Die Straßenverkehrsordnung (StVO) schreibt in §11, Abs. 2 vor, dass bei stockendem Verkehr immer freie Bahn für die Rettungsfahrzeuge geschaffen werden muss – und zwar bereits bei der Annäherung im Rückstau. Seit 2016 heißt es in der StVO: „Sobald Fahrzeuge auf Autobahnen sowie auf Außerortsstraßen mit mindestens zwei Fahrstreifen für eine Richtung mit Schrittgeschwindigkeit fahren oder sich die Fahrzeuge im Stillstand befinden, müssen diese Fahrzeuge für die Durchfahrt von Polizei- und Hilfsfahrzeugen zwischen dem äußerst linken und dem unmittelbar rechts daneben liegenden Fahrstreifen für eine Richtung eine freie Gasse bilden.“
Es spielt keine Rolle, ob der Stau im Berufsverkehr, wegen einer Baustelle oder wegen eines Unfalls entsteht.
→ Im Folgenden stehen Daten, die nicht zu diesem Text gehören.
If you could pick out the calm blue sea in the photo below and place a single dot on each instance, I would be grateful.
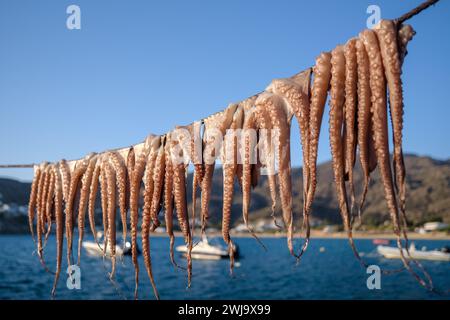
(333, 273)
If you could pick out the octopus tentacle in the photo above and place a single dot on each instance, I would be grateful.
(337, 100)
(41, 213)
(263, 123)
(350, 114)
(179, 188)
(322, 75)
(32, 204)
(75, 178)
(168, 200)
(84, 198)
(136, 178)
(229, 160)
(296, 94)
(121, 185)
(249, 157)
(380, 135)
(49, 204)
(111, 198)
(104, 203)
(196, 158)
(364, 119)
(93, 189)
(220, 121)
(279, 124)
(59, 219)
(146, 213)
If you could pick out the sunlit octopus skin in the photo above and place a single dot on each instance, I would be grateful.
(265, 147)
(219, 121)
(75, 178)
(32, 203)
(387, 39)
(229, 159)
(158, 178)
(276, 111)
(137, 174)
(336, 119)
(322, 75)
(41, 212)
(121, 184)
(249, 158)
(179, 191)
(49, 204)
(111, 190)
(65, 178)
(380, 136)
(295, 92)
(149, 184)
(350, 129)
(39, 197)
(197, 160)
(365, 141)
(86, 181)
(405, 34)
(59, 221)
(104, 202)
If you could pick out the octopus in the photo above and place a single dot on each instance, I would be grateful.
(111, 215)
(59, 220)
(249, 160)
(137, 175)
(146, 213)
(358, 76)
(86, 182)
(266, 151)
(365, 142)
(93, 189)
(120, 171)
(350, 130)
(322, 76)
(168, 199)
(79, 170)
(215, 127)
(295, 92)
(336, 118)
(196, 157)
(280, 128)
(229, 160)
(380, 136)
(179, 142)
(33, 201)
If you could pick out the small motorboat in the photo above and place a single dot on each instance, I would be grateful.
(383, 242)
(96, 250)
(394, 253)
(203, 250)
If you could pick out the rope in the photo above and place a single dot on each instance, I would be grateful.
(397, 21)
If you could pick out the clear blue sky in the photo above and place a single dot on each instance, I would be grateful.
(140, 67)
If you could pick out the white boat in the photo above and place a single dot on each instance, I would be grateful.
(394, 253)
(203, 250)
(93, 249)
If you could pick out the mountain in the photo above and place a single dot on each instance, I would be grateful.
(428, 197)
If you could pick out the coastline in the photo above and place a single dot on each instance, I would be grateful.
(331, 235)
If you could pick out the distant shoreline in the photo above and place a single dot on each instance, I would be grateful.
(331, 235)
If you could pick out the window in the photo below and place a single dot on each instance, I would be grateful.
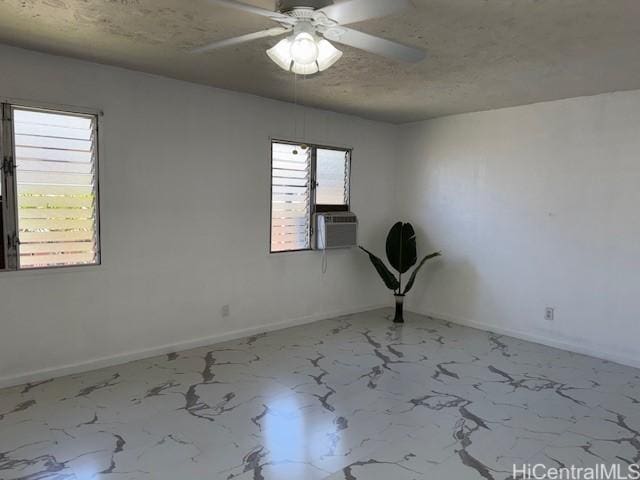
(49, 188)
(305, 179)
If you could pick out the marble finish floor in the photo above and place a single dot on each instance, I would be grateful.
(350, 398)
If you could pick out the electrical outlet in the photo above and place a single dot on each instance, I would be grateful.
(548, 314)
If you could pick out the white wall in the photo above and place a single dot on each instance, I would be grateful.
(185, 215)
(533, 206)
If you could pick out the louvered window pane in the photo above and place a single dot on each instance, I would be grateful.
(332, 176)
(290, 197)
(56, 183)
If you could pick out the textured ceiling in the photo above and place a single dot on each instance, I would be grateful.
(483, 54)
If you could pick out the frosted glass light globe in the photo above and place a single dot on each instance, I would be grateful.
(304, 49)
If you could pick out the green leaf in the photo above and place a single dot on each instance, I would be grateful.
(412, 279)
(388, 278)
(401, 247)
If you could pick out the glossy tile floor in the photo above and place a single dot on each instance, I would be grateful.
(350, 398)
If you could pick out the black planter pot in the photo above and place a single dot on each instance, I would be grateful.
(399, 309)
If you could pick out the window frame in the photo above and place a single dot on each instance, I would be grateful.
(312, 202)
(7, 149)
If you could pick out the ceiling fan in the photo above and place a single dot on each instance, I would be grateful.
(311, 26)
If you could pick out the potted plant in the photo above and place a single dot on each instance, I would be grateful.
(402, 254)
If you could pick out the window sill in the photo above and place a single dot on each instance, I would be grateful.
(49, 270)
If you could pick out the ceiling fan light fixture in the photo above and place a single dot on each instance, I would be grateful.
(280, 54)
(304, 49)
(327, 54)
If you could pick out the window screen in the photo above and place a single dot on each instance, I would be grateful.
(332, 177)
(304, 179)
(55, 182)
(290, 197)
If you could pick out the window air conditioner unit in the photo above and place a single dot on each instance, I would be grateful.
(336, 230)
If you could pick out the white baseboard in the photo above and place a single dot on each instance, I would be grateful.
(118, 359)
(550, 342)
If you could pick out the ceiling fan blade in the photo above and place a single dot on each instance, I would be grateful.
(272, 32)
(249, 8)
(373, 44)
(352, 11)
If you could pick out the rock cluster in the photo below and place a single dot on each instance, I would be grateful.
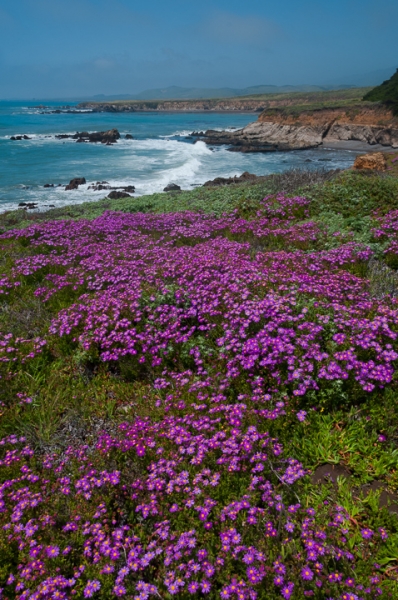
(375, 161)
(104, 137)
(74, 183)
(19, 137)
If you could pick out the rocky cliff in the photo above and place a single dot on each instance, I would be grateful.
(279, 130)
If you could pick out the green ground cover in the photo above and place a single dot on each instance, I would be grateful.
(66, 395)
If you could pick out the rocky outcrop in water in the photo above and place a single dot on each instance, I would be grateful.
(372, 162)
(74, 183)
(17, 138)
(104, 137)
(116, 195)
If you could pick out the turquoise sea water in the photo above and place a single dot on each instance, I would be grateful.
(158, 154)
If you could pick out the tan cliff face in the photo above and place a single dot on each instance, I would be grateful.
(375, 116)
(278, 131)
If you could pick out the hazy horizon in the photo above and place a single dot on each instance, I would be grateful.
(58, 49)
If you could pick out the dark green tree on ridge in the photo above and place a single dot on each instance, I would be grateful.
(387, 93)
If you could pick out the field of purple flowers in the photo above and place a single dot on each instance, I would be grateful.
(169, 383)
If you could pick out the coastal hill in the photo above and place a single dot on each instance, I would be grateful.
(386, 93)
(250, 102)
(287, 121)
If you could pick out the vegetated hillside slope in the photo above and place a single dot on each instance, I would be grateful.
(386, 93)
(180, 374)
(249, 102)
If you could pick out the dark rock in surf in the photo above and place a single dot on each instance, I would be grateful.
(116, 195)
(74, 183)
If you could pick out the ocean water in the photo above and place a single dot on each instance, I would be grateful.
(159, 153)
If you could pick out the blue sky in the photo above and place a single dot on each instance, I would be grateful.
(66, 48)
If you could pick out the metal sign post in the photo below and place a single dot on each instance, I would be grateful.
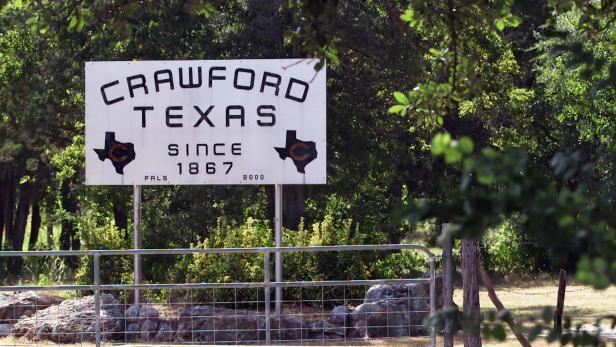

Wenn sich die Einsatzfahrzeuge bei der Bildung der Rettungsgasse bereits nähern, geht unnötig Zeit verloren. Die Fahrzeuge stehen im Stau bereits dicht an dicht und es ist oft nicht mehr möglich, den Rettungsfahrzeugen zügig Platz zu schaffen.
Wie bildet man die Rettungsgasse?
Die Rettungsgasse wird immer zwischen dem linken und den übrigen Fahrstreifen gebildet. Wer auf dem linken Fahrstreifen fährt, weicht nach links aus. Ist man auf einem der anderen Fahrstreifen unterwegs, fährt man nach rechts. Bei Annäherung an einen Stau sollte das Warnblinklicht eingeschaltet werden, um andere vor dem stockenden oder stehenden Verkehr zu warnen.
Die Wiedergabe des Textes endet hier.